L’indole alpina di alcuni nostri soci ha portato un gruppo di circa 30 persone a scegliere per domenica 11 gennaio non un’uscita in barca a vela, ma una passeggiata nei dintorni dell’Agribirrificio Laorno, sulla strada che da Bosco Chiesanuova porta a San Giorgio.

La scelta della giornata è stata premiata già in partenza da un cielo limpido ed uno splendido sole, dove chiaramente quest’ultimo riusciva a filtrare… Sì perché comunque l’atmosfera tersa era supportata da una temperatura sicuramente bassa, seppur in linea con il periodo.

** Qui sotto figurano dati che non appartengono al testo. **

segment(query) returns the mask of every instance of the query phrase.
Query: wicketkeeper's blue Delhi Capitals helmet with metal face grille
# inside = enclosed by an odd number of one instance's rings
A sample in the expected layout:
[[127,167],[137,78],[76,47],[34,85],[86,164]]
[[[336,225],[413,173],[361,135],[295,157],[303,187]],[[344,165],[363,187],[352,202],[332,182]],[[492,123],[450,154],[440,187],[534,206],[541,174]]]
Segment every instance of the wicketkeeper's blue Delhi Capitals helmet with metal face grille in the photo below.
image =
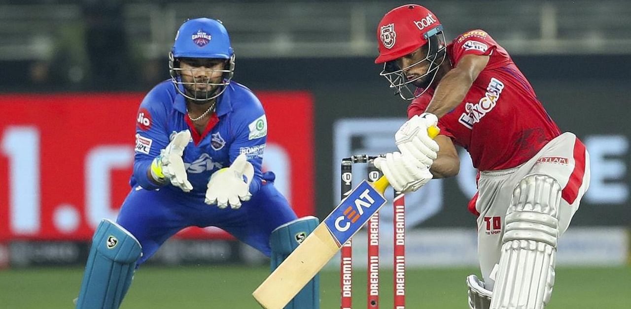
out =
[[[223,69],[214,71],[223,74],[221,81],[211,82],[207,79],[200,81],[194,79],[192,82],[182,81],[182,69],[180,68],[180,59],[182,58],[225,59],[226,65]],[[210,18],[195,18],[185,21],[175,35],[175,42],[169,53],[168,67],[175,89],[187,99],[208,101],[220,96],[225,91],[226,86],[230,84],[235,69],[235,54],[230,45],[228,31],[221,21]],[[191,90],[197,89],[196,84],[200,83],[212,86],[213,91]]]

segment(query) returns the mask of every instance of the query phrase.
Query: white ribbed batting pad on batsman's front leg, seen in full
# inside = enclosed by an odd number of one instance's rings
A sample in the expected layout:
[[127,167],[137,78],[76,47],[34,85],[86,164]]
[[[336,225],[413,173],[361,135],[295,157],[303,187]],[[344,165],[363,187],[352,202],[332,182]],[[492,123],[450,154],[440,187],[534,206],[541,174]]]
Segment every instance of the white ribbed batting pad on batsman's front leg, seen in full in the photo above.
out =
[[529,174],[513,190],[491,309],[540,309],[550,301],[560,199],[560,185],[546,174]]

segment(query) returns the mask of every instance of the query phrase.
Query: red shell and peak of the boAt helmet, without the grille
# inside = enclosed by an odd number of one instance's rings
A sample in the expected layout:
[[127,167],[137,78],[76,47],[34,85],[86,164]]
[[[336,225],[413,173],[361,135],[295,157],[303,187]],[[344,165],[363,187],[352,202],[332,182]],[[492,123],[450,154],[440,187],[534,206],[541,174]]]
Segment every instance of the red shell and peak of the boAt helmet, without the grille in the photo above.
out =
[[438,18],[418,4],[406,4],[389,11],[377,26],[379,57],[375,64],[392,61],[427,44],[442,31]]

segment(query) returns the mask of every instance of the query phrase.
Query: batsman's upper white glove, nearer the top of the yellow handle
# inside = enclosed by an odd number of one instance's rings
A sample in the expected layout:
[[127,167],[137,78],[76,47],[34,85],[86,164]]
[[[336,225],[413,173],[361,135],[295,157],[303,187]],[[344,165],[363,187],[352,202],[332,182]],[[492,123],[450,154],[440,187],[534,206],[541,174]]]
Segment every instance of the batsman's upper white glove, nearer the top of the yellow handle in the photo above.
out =
[[415,115],[406,121],[394,134],[394,140],[401,154],[416,159],[418,167],[432,166],[439,150],[438,143],[427,133],[430,126],[436,126],[438,118],[430,113]]

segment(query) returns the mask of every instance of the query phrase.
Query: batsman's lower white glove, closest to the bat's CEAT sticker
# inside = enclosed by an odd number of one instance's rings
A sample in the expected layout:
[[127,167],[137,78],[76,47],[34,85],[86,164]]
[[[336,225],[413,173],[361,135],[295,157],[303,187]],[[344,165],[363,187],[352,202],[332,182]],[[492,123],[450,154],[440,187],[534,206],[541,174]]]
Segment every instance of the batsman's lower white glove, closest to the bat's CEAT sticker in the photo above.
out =
[[392,188],[401,193],[410,193],[421,188],[433,177],[427,166],[418,167],[415,160],[396,151],[389,152],[385,158],[379,157],[374,162]]

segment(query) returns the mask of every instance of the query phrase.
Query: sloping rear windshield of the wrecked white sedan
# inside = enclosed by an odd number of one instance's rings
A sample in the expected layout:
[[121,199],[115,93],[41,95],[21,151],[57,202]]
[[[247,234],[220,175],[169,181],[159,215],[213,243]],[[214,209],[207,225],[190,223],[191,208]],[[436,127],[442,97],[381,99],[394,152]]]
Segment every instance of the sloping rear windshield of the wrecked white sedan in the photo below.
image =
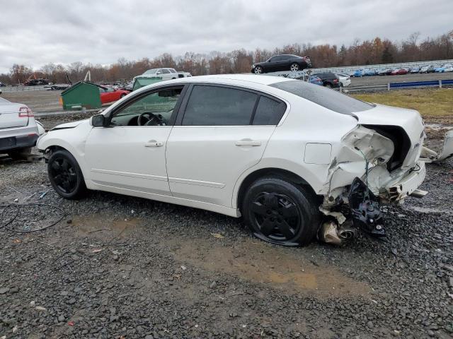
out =
[[367,111],[374,107],[372,104],[338,93],[336,90],[306,83],[305,81],[282,81],[281,83],[273,83],[270,86],[303,97],[341,114]]

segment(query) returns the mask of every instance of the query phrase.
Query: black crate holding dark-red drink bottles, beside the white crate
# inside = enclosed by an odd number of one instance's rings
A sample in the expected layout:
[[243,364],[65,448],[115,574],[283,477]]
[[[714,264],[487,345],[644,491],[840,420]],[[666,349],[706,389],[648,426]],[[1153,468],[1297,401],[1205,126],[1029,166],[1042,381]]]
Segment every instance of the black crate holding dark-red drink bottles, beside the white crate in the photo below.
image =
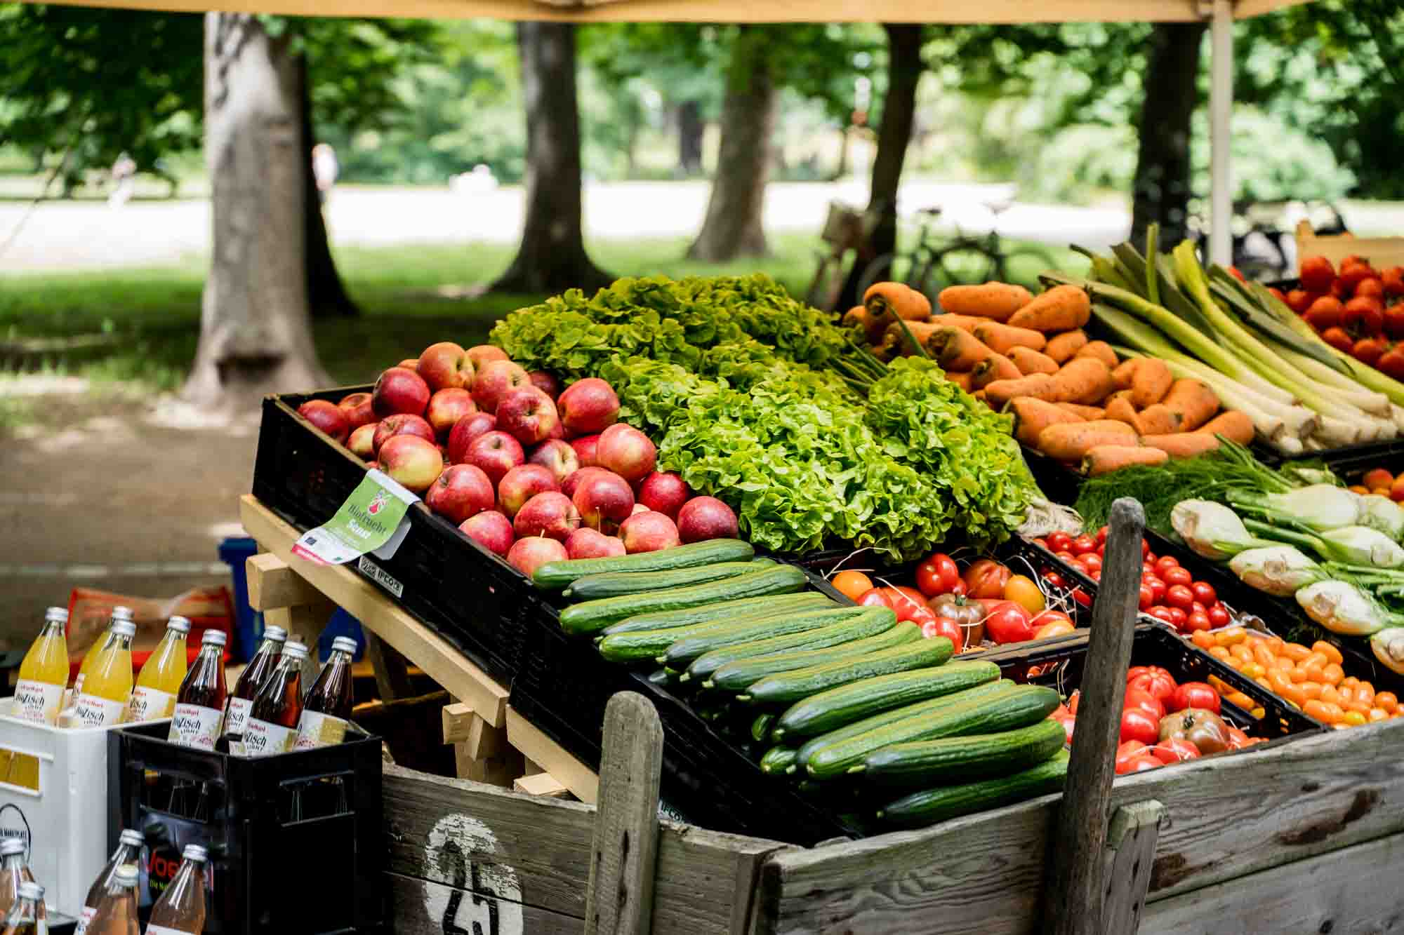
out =
[[[379,932],[385,906],[380,740],[244,758],[181,747],[166,726],[108,738],[108,848],[146,835],[142,918],[187,844],[209,849],[205,932]],[[154,890],[154,893],[153,893]]]

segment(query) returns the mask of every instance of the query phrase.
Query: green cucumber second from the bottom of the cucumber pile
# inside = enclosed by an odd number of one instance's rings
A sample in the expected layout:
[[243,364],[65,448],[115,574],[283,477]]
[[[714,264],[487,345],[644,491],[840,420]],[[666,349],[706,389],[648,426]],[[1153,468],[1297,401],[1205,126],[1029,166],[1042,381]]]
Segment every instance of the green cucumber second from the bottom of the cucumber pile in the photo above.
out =
[[1036,767],[1063,748],[1067,731],[1043,719],[1000,734],[917,740],[863,757],[863,778],[885,786],[939,786],[993,779]]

Altro aspetto riguarda la presenza di neve. Mentre leggerete queste righe probabilmente sarete condizionati da una recente nevicata, ma l’11 di gennaio la neve era presente sì ma solo nelle zone in ombra e comunque diciamo che si è lasciata “solo” calpestare. Era infatti farinosa e non adatta per fare palle di neve come “alcuni” avrebbero voluto, giusto per aumentare lo spirito di divertimento che ben caratterizza la nostra associazione. Di certo le ciaspole non servivano, eventualmente dei ramponcini, ma alla fine si è potuto camminare anche senza di essi.

Ma tornando al programma della giornata, il ritrovo è stato puntuale alle 10.30 al punto di partenza presso l’agribirrificio e l’avvio, sotto l’attenta guida di Carlo e Patrizia, ha visto lo sviluppo di un piacevole percorso di circa 8 km con un dislivello di poco meno di 300 metri.

Incantevole il passaggio da alcune contrade caratteristiche della zona come i Merli ed i Brutti ed imperdibile il passaggio, con foto ricordo, dalla chiesetta di S. Anna ai Merli.

La durata prevista è stata rispettata con precisione ed il ritorno al Laorno per le 14 ha visto, con qualche minuto di attesa, soddisfare anche l’appetito che intanto si era accumulato in tutti i presenti.

Un appetito che è stato risolto da un tagliere di salumi e formaggi come inizio, seguito poi dagli imperdibili gnocchi di malga e con dolce chiusura garantita dalla brisolona. Il tutto abbinato dalla locale birra più che mai a chilometri zero.

È bello ricordare la piacevole compagnia vissuta tra i numerosi presenti sia durante l’escursione che a tavola, segno che anche questa volta il Paterazzo ha fatto centro in termini di capacità di proposta e di socializzazione.

Grazie a tutti i partecipanti ed in particolare agli organizzatori Carlo e Patrizia!